Friday, May 31, 2013

When The Walls Come Tumbling Down


Day 241: In the light of several recent events, I have been pondering the instability and impermanence of the internet. This monster was released upon the world untimely; unmuzzled, unleashed and relatively uncontrolled, it brought into the peace of our lives a whole new wealth of woes. With it came viruses and hackers, and it made identity theft a fear in the hearts of us all. It gobbled our time; it disenfranchised our families; yet we embraced it and confided in it, dumping our deepest secrets into the electronic ether where they might be retrieved by anyone with a mind to prowl. We trusted it. We gave it our family photos, our driver's license and credit card numbers, our service records. We allowed it to follow us into department stores and forests, into our doctors' offices, into our best friend's wife's bedroom, and we invited it to document the event which transpired there.

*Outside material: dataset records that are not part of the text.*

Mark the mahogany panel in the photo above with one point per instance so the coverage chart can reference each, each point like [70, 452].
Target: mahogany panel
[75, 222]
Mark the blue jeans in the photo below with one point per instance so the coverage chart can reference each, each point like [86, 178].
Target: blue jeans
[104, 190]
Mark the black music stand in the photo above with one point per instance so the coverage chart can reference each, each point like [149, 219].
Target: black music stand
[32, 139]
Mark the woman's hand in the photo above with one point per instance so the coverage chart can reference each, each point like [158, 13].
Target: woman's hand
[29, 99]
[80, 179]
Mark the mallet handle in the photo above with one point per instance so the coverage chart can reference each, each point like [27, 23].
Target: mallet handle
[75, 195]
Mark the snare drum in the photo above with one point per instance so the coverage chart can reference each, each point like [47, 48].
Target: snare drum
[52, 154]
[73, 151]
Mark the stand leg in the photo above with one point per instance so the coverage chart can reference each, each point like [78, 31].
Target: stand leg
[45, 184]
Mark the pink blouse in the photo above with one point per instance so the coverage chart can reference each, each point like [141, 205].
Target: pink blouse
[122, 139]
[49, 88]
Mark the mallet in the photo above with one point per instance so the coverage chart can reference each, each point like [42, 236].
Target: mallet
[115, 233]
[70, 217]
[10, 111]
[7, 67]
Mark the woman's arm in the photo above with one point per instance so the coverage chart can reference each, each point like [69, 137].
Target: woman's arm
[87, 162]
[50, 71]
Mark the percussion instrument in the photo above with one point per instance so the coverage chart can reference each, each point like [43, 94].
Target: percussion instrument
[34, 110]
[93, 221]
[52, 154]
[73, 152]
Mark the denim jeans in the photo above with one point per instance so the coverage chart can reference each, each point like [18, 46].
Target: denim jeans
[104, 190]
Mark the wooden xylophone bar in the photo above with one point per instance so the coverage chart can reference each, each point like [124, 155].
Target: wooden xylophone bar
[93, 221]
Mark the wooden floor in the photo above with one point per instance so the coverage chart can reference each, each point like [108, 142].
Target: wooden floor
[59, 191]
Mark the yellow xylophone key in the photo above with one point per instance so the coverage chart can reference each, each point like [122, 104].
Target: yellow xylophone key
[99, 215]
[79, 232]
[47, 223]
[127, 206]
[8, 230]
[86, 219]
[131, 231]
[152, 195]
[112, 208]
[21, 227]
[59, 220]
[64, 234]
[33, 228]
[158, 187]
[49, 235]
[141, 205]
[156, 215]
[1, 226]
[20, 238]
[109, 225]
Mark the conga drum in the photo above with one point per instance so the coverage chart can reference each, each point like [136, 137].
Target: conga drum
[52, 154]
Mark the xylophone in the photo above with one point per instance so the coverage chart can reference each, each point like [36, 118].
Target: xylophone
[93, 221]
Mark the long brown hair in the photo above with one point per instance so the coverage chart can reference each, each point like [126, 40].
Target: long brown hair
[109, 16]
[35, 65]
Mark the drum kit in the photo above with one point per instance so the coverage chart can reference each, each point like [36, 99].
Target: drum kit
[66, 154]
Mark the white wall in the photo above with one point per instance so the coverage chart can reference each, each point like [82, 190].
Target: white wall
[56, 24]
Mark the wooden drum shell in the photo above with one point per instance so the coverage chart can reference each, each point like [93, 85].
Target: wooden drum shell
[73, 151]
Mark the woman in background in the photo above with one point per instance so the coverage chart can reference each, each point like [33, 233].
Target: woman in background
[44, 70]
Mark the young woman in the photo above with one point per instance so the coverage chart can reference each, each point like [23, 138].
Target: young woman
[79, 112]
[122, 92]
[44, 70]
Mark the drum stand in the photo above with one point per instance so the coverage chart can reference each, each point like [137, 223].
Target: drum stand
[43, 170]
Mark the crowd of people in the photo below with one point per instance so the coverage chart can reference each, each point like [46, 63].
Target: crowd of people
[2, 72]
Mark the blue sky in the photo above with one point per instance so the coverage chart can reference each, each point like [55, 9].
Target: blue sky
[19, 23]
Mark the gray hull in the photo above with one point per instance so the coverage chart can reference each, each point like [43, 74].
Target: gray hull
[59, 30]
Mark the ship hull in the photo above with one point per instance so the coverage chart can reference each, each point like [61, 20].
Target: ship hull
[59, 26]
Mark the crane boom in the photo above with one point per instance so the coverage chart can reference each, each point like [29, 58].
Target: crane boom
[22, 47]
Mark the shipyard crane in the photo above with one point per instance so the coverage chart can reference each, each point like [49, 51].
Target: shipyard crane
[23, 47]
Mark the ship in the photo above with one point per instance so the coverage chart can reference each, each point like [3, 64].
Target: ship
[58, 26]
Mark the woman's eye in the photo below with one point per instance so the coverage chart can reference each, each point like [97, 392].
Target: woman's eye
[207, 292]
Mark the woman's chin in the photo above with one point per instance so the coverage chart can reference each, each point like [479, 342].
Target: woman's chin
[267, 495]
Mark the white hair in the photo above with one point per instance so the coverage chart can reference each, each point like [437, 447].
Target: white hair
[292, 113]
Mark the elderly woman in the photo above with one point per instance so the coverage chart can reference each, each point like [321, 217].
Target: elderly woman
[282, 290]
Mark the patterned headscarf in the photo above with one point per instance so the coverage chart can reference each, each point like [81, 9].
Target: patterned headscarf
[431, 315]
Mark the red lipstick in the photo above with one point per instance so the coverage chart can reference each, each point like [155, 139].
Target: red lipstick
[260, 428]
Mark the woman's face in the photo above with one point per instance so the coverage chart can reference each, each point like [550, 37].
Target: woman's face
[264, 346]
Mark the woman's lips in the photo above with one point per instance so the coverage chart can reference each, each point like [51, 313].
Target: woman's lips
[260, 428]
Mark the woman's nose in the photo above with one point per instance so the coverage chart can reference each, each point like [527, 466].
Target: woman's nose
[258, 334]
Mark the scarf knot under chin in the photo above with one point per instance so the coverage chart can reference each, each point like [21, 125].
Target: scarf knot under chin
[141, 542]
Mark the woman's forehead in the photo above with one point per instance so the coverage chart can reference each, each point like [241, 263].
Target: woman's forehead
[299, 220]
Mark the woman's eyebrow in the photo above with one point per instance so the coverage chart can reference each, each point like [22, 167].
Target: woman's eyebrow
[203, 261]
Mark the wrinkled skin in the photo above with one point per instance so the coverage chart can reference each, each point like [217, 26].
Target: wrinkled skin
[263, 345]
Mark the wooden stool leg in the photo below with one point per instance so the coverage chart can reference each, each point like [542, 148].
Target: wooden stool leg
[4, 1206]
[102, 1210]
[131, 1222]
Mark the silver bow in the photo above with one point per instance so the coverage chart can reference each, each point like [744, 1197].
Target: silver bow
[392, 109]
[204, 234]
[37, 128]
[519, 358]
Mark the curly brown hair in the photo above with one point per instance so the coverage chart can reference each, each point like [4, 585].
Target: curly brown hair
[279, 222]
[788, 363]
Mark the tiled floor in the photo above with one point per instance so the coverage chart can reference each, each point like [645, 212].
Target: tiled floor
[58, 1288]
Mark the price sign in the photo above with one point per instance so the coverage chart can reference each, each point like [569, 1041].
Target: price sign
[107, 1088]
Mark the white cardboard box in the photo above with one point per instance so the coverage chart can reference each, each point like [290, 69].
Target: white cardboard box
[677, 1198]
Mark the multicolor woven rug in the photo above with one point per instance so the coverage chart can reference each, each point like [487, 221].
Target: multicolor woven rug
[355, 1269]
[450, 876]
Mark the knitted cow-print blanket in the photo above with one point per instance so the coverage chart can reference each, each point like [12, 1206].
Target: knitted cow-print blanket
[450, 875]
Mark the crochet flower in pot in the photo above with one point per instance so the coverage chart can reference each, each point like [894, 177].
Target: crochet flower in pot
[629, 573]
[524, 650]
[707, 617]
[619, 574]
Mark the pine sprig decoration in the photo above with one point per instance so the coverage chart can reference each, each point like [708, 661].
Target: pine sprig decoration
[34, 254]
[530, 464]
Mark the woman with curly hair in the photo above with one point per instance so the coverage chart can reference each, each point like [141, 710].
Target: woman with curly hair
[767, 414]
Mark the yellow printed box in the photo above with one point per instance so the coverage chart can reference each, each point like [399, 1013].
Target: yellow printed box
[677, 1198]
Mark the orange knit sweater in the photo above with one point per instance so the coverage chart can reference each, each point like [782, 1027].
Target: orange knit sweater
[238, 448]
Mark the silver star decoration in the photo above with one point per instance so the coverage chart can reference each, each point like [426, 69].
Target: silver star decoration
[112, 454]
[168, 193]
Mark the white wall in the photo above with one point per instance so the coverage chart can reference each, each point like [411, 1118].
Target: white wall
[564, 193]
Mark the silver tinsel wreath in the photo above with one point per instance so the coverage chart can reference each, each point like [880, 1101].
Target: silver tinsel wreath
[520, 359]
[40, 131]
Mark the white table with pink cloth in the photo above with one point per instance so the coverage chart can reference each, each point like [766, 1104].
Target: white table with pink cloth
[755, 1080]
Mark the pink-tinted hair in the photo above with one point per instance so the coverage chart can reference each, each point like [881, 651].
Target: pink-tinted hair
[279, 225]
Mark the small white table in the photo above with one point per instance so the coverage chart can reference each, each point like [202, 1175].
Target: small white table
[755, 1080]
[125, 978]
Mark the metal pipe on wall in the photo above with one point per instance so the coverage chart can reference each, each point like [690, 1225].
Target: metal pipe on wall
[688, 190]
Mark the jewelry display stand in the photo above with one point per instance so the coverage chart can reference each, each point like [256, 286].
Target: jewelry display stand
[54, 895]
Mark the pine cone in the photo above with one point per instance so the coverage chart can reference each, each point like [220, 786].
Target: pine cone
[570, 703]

Once we awakened to the error of our ways, once we had discovered to our embarrasment and shame that our secrets were available for public perusal at a click, we tried to stem the tide. Alas, it was too late. Fools that we are, instead of withdrawing from its maw, we fed it more of our personal data, blindly believing that the odds would fall on our side, and that the inevitable would somehow pass us by. We did not understand just how insidious the Monster is, nor how pervasive; nor, indeed, how fragile. Websites change. Our most carefully crafted security measures can be circumvented. The internet houses hundreds of thousands of parasitic organisms, each waiting for a victim, and still there is no check, no collar put on this maleficent and virulent beast.

The internet is an unstable edifice. It is not a vault. It is not impermeable. It is not unbreachable. It is a house of cards, ready to tumble at the slightest breeze.